Я решительно дернула тяжеленную дверь, привычно уперлась в нее боком, чтобы не треснула сзади по спине, есть у нее такая подлая привычка. Но в этот раз двери не удалось проявить зловредный нрав, потому что ее перехватил незнакомый высокий мужик. Мельком обратив внимание на его длинный, когда-то бывший белым плащ, я рванула к себе. Шеф уже бегал в нетерпении по коридору рядом с моим кабинетом.
– Наконец-то, еле тебя дождался, пошли, поговорить надо.
– Вань, дай хоть шкуру скинуть, – заныла я.
Шкура тут была совершенно ни при чем, просто хотелось кофе успеть перехватить. Но Иван оказался непреклонным и просто загородил собой дверь.
– Он сейчас явится, а мне нужно с тобой договориться до его прихода. Пошли, знаю я, чего тебе нужно. И чайник уже вскипятил, и кофе приготовил.
– Вань, – томно простонала я, – и чего я за тебя замуж не догадалась выйти?
– Сама виновата, – хладнокровно заметил шеф, увлекая меня к себе в кабинет. – Слишком рано замуж выскочила, слишком рано разочаровалась в мужиках. А теперь поздно. Мне уже есть, кому дома чайник ставить.

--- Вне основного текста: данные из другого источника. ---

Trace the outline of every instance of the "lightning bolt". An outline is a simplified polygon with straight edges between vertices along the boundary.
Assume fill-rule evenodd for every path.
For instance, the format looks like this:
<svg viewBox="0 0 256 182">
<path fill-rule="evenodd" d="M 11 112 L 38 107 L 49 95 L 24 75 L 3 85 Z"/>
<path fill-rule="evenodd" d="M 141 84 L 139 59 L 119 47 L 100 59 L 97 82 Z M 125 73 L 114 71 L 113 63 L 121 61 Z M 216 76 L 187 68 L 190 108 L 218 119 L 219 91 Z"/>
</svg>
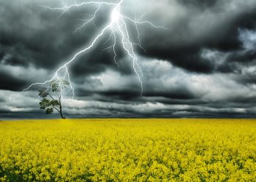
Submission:
<svg viewBox="0 0 256 182">
<path fill-rule="evenodd" d="M 70 83 L 69 84 L 69 90 L 72 92 L 72 98 L 74 98 L 75 95 L 75 90 L 74 88 L 71 84 L 70 82 L 70 76 L 69 73 L 68 71 L 68 66 L 72 63 L 76 58 L 81 55 L 82 53 L 84 53 L 87 51 L 89 51 L 91 48 L 92 48 L 95 44 L 99 41 L 99 39 L 103 36 L 105 34 L 110 33 L 108 39 L 106 40 L 106 41 L 103 44 L 105 44 L 108 41 L 113 41 L 113 44 L 110 47 L 106 47 L 102 51 L 106 50 L 111 50 L 113 52 L 113 60 L 115 63 L 118 67 L 118 64 L 116 60 L 117 53 L 116 53 L 116 43 L 117 43 L 117 38 L 121 38 L 121 44 L 124 50 L 124 51 L 127 53 L 127 55 L 130 58 L 131 60 L 132 61 L 132 68 L 133 70 L 137 75 L 138 82 L 140 84 L 141 88 L 141 95 L 143 92 L 143 82 L 141 77 L 143 76 L 143 71 L 141 70 L 141 68 L 138 63 L 138 58 L 136 55 L 136 52 L 135 51 L 135 46 L 139 46 L 141 49 L 143 49 L 144 51 L 145 50 L 143 48 L 140 39 L 140 31 L 138 26 L 142 24 L 148 24 L 149 25 L 156 28 L 164 28 L 166 30 L 168 30 L 167 28 L 162 27 L 162 26 L 158 26 L 152 23 L 147 21 L 147 20 L 142 20 L 143 17 L 143 15 L 140 16 L 138 19 L 132 19 L 126 15 L 124 15 L 121 13 L 121 5 L 124 0 L 120 0 L 118 3 L 109 3 L 107 1 L 83 1 L 82 3 L 78 4 L 76 1 L 75 1 L 74 4 L 71 5 L 67 5 L 64 3 L 64 7 L 43 7 L 45 8 L 48 8 L 50 10 L 59 10 L 62 11 L 61 14 L 59 17 L 60 18 L 62 15 L 64 15 L 65 12 L 69 11 L 71 9 L 82 7 L 82 6 L 88 6 L 88 5 L 94 5 L 97 8 L 94 11 L 94 14 L 92 15 L 90 15 L 90 18 L 87 20 L 83 20 L 84 23 L 79 26 L 75 32 L 81 30 L 82 28 L 85 28 L 86 25 L 88 25 L 89 23 L 93 23 L 94 25 L 94 20 L 97 16 L 97 13 L 101 9 L 102 5 L 106 6 L 110 6 L 111 7 L 111 15 L 110 17 L 110 22 L 101 30 L 99 33 L 97 35 L 93 41 L 85 48 L 81 49 L 79 52 L 75 53 L 74 56 L 70 59 L 69 60 L 67 61 L 64 64 L 63 64 L 61 66 L 60 66 L 56 71 L 53 77 L 47 80 L 44 82 L 38 82 L 38 83 L 34 83 L 29 85 L 27 88 L 24 89 L 23 91 L 26 91 L 27 90 L 29 90 L 31 87 L 34 85 L 42 85 L 45 87 L 47 84 L 50 84 L 50 87 L 45 87 L 47 89 L 50 88 L 53 83 L 58 82 L 59 84 L 62 84 L 64 80 L 67 79 L 67 81 Z M 137 39 L 138 42 L 132 42 L 131 41 L 131 38 L 129 36 L 129 32 L 128 31 L 128 23 L 132 23 L 135 25 L 135 29 L 137 31 Z M 62 90 L 61 90 L 62 93 Z M 62 97 L 63 98 L 63 97 Z"/>
</svg>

Брякнув на стол перед моим носом кружку, банку с кофе и чайник, шеф осторожно сообщил:
– Я тебя продал в рабство. Директор потребовал отправить ихтиолога в комплексную гидролого-гидрометеорологическую экспедицию. Его безумно интересует рыбное население эстуариев северных рек. Руководство договорилось без нас, теперь осталось нам столковаться.
– Ванька, ты что, совсем сдурел? – моему возмущению не было предела. – В экспедицию в такое-то время?
– Ну, еще сентябрь, еще тепло, – шеф отвел глаза.
– Это здесь тепло, а не на севере, – грозно заявила я. – И на сколько времени?
– На месяц, – почти прошептал Иван.
– Ну почему именно я? – мне хотелось зареветь в голос.
– А кого еще? – в порядке самозащиты взвыл Ванька. – Меня Машка сожрет, сам только что из полей вернулся, ты же знаешь! От Сереги толку – ноль, хоть и видный из себя мужик, да малахольный. Танька слишком маленькая, куда ее… И кто остается? Только ты! Мужа нет, дети уже взрослые, дома не сидят, жрать не просят. Езжай, прошу тебя, умоляю, не подводи меня под монастырь.
В этот драматический момент дверь приоткрылась, и в кабинет вошло нечто длинноволосое, нечесаное, сутулое, в длинном плаще, который когда-то давно был белым, с длиннющим шарфом на шее. Похоже, тот самый тип, который не позволил входной двери пнуть меня под зад. Он хлюпнул простуженным носом и гнусаво произнес речь следующего содержания:
– Г-г-где т-т-твой их-х-хтиолог, В-в-ванька?
– Вот она, – испуганно ответил шеф. – Ты что, заболел?
– К-к-как в-в-видишь, – сердито фыркнул вошедший. – Т-т-ты что, з-за-зараза, н-не мог м-мне м-мужика д-д-да-дать?
– Где я тебе его возьму? – уныло поинтересовался у него шеф. – Эта дама любого мужика жгутом скрутит, двоих сыновей, как никак, одна на ноги поставила.